- Nie bałem się porażki. Od początku do końca grałem dobrze, koncentrowałem się na sobie i chciałem prezentować swój tenis - mówił Corić, który w czwartek pokonał Robredo 7:5, 3:6, 6:2, 4:6, 6:4.
[ad=rectangle]
Wygrana Chorwata jest o tyle cenniejsza, że Robredo to prawdziwy mistrz pięciosetowych spotkań. W karierze na 21 takich meczów przegrał tylko pięć. Tymczasem dla tenisisty z Zagrzebia było to dopiero trzecie pięciosetowe starcie i drugie zwycięskie.

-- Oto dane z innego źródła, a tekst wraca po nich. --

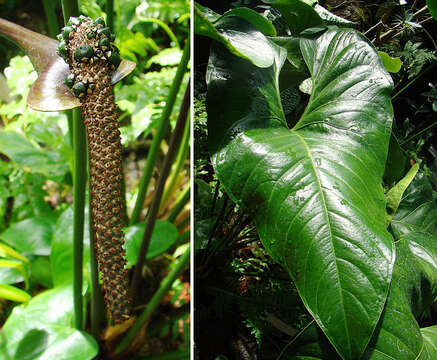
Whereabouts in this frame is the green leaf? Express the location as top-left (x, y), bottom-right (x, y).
top-left (363, 232), bottom-right (437, 360)
top-left (194, 5), bottom-right (274, 67)
top-left (0, 131), bottom-right (68, 178)
top-left (426, 0), bottom-right (437, 20)
top-left (391, 172), bottom-right (437, 239)
top-left (0, 216), bottom-right (54, 255)
top-left (386, 163), bottom-right (419, 226)
top-left (0, 243), bottom-right (29, 263)
top-left (0, 259), bottom-right (29, 289)
top-left (378, 51), bottom-right (402, 74)
top-left (384, 133), bottom-right (406, 186)
top-left (146, 48), bottom-right (182, 68)
top-left (314, 4), bottom-right (355, 27)
top-left (263, 0), bottom-right (323, 35)
top-left (291, 232), bottom-right (437, 360)
top-left (124, 220), bottom-right (178, 267)
top-left (223, 8), bottom-right (276, 36)
top-left (207, 28), bottom-right (394, 359)
top-left (50, 207), bottom-right (90, 286)
top-left (0, 286), bottom-right (98, 360)
top-left (364, 176), bottom-right (437, 360)
top-left (0, 284), bottom-right (32, 302)
top-left (30, 256), bottom-right (53, 288)
top-left (419, 325), bottom-right (437, 360)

18-latek coraz mocniej podbija rozgrywki ATP. Ma już na koncie zwycięstwa z Rafaelem Nadalem i Andym Murrayem, a po czwartkowym sukcesie wywalczył premierowy w karierze awans do III rundy turnieju wielkoszlemowego. Stał się tym samym pierwszym 18-latkiem, który zagra w 1/16 finału Rolanda Garrosa, od 1998 roku, gdy tej sztuki dokonał Marat Safin.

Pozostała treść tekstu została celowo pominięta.